Paul Bowles was a strange guy who didn’t play well with others.  In his autobiography he describes a childhood of writing and illustrating detailed little stories of imaginary worlds.  Maybe he had Asperger’s. I’d call him an artist.

Instead of labeling children (and adults) who don’t fit a limited cultural mold as deviant, we as parents and as a society should encourage people to build on their strengths and manage their weaknesses.  Not everybody has extreme gifts of any nature, but those who do, and stifle them, are truly living what Thoreau termed “lives of quiet desperation”. 

I’ll stick with playmobil

February 12, 2007

Talk about idiotic.  Check out this new item featured at this year’s Toy Fair.  The Smart Cycle, put out by Fisher-Price, features a preschooler-sized exercise bicycle that plugs into a television.  Children can operate video games (starring Sponge Bob and Dora the Explorer) by pedalling.  And don’t worry, parents–the video games are all “educational”, teaching about numbers, letters, and shapes.

“The concept behind the Smart Cycle is that children learn better when they are having fun and in this case they don’t realize they are involved in a scholastic and athletic endeavor” states  a Fisher-Price spokesman.

Whoa!  There are so many things wrong with this line of reasoning.  First of all, small children, whether or not they are athletically skilled, love to move.  They crave activity.  they will pedal a tricycle, swing, climb, dance, wrestle with their siblings, and llacking any other outlet, run in circles.
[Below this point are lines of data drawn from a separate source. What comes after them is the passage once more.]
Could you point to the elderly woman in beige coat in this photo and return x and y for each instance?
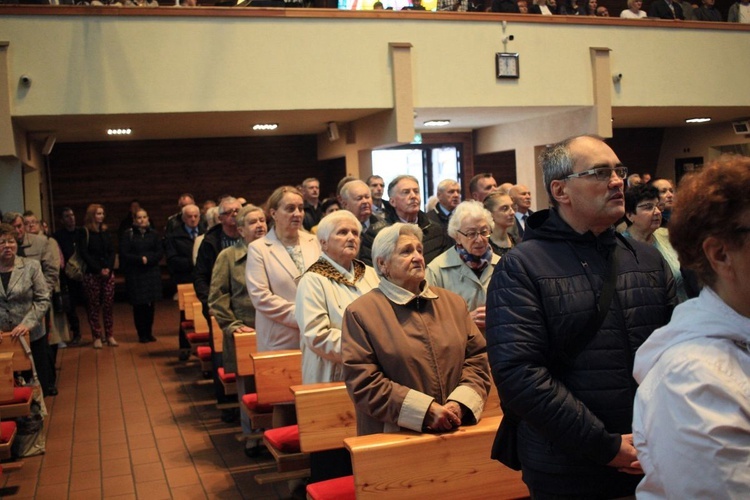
(230, 303)
(467, 267)
(274, 264)
(323, 293)
(413, 358)
(325, 290)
Small children also love to learn. Education is not an unpleasantness that needs to be disguised, like hiding ground up spinach in a meatloaf.  I’d dismiss the Smart Cycle as yet another silly item for parents to waste their money on except that it teaches insidiously bad lessons.  It teaches that exercise is a chore, only made bearable by another distraction (the video games).  It teaches that exercise is an activity separate from normal daily life.  Far from encouraging children to play actively, it keeps them literally plugged into the television.

The video games themselves are another problem, one hared by Leapfrog electronic toys, workbooks and similar toys defined as “educational”. Small children learn best from the big, wide, concrete and sensual world.  Why shrink it down to two dimensions?  Why shrink concepts like language and shape down to a few constructs to memorize?

If parents are so concerned about their children’s physical fitness, why not just LET THEM PLAY.  Toss a ball around. Walk down to the park.  Sign them up for soccer or dance if you have to be organized.  But as far as toys go, I’d stick with Playmobil.  For that matter I’d stick with Transformers or Barbie.